Four years ago, KKR and TPG led the purchase of TXU, paying 25% above its trading price. Natural-gas prices subsequently plunged, as did the rates the company could charge electricity customers.

Before the buyout, that wouldn't have been a problem. TXU had only $11 billion of debt. Now, it has $36 billion, $22.5 billion of which matures by 2014. The biggest leveraged buyout of all time has boiled down to an expensive bet on the price of a commodity.

Natural gas has fallen 43% since TXU's buyout, and settled at $3.927 a million British thermal units on Monday. Analysts don't predict a meaningful rebound in prices for at least two years. But TXU needs natural gas between $7 and $8 a million British thermal units just to generate enough earnings to cover its secured loans, which start maturing in October 2013. With so much new natural gas on the market, largely collected from shale-gas deposits across the U.S., most analysts expect prices to stagnate. And if prices stay below $7.50, refinancing will be nearly impossible, said Chris Taylor, an energy strategist at FBR Capital Markets.

Until recently, the price of TXU bonds and credit-default swaps reflected expectations that the day of reckoning wouldn't come until late 2013.

But a challenge by Aurelius Capital Management LP accuses the company's key unit of defaulting on terms of its $20 billion loan, forcing investors to re-examine whether the day of reckoning might come sooner.

TXU remains current on all debt payments, and Aurelius's default allegation rests on an interpretation of intercompany loans between the company and a subsidiary.

The fund alleges that loans to the parent company from operating unit Texas Competitive Electric Holdings Co. wasn't conducted on an arm's-length basis, violating terms of syndicated loans Aurelius owns. Mr. Keglevic dismissed the claims as meritless.

.Regardless of whether Aurelius wins the legal argument, the fund has turned the spotlight on TXU's finances.

Trading activity in TXU credit-default swaps hit a three-month high in the week before the hedge fund sent a letter detailing its claims to Citibank, the arranger of its loans. The company immediately repudiated the allegations, but swaps pricing soared after the disclosure, hitting $1.8 million to protect $10 million of debt for one year, up from $430,000.

Aurelius bought more than $100 million of the TXU subsidiary's loans in the weeks before it sent the letter, according to a person familiar with the matter, but it remains unclear whether the fund bought credit-default swaps as well.

If Citibank sides with the company on the issue, Aurelius could try to force a technical default but would need support from a majority of loan holders, a high hurdle given their number.

Even if KKR and TPG fend off Aurelius, others likely will follow, said Jim Hempstead, an analyst at Moody's Investors Service who has been raising questions about TXU's viability for years. If lenders believe a restructuring is inevitable, they have good reason to trigger a restructuring before the company raises more debt or runs down its cash balance, he said. The secured loans, which would benefit from a quicker restructuring, rose to 82 cents on the dollar from 84 cents last week, before the Aurelius move.

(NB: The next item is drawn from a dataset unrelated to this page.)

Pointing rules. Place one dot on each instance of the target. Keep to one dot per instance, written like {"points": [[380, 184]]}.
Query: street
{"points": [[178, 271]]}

Anyone looking for a precedent to a TXU restructuring should study how secured bondholders forced Calpine Corp. to file for bankruptcy protection in 2005, said Mr. Hempstead. Like TXU, the Texas power producer carried a big debt load, $17 billion, that crippled the public company in 2004 when natural-gas prices collapsed.

Calpine struggled for years to dig out from under the debt load with the same type of bond exchanges and extensions TXU is executing. But after the bondholders won a legal campaign contending Calpine had violated debt covenants, it finally filed for Chapter 11 protection.

The twist: Natural gas rallied throughout the restructuring, and even junior creditors recovered 75 cents on the dollar after a two-year restructuring.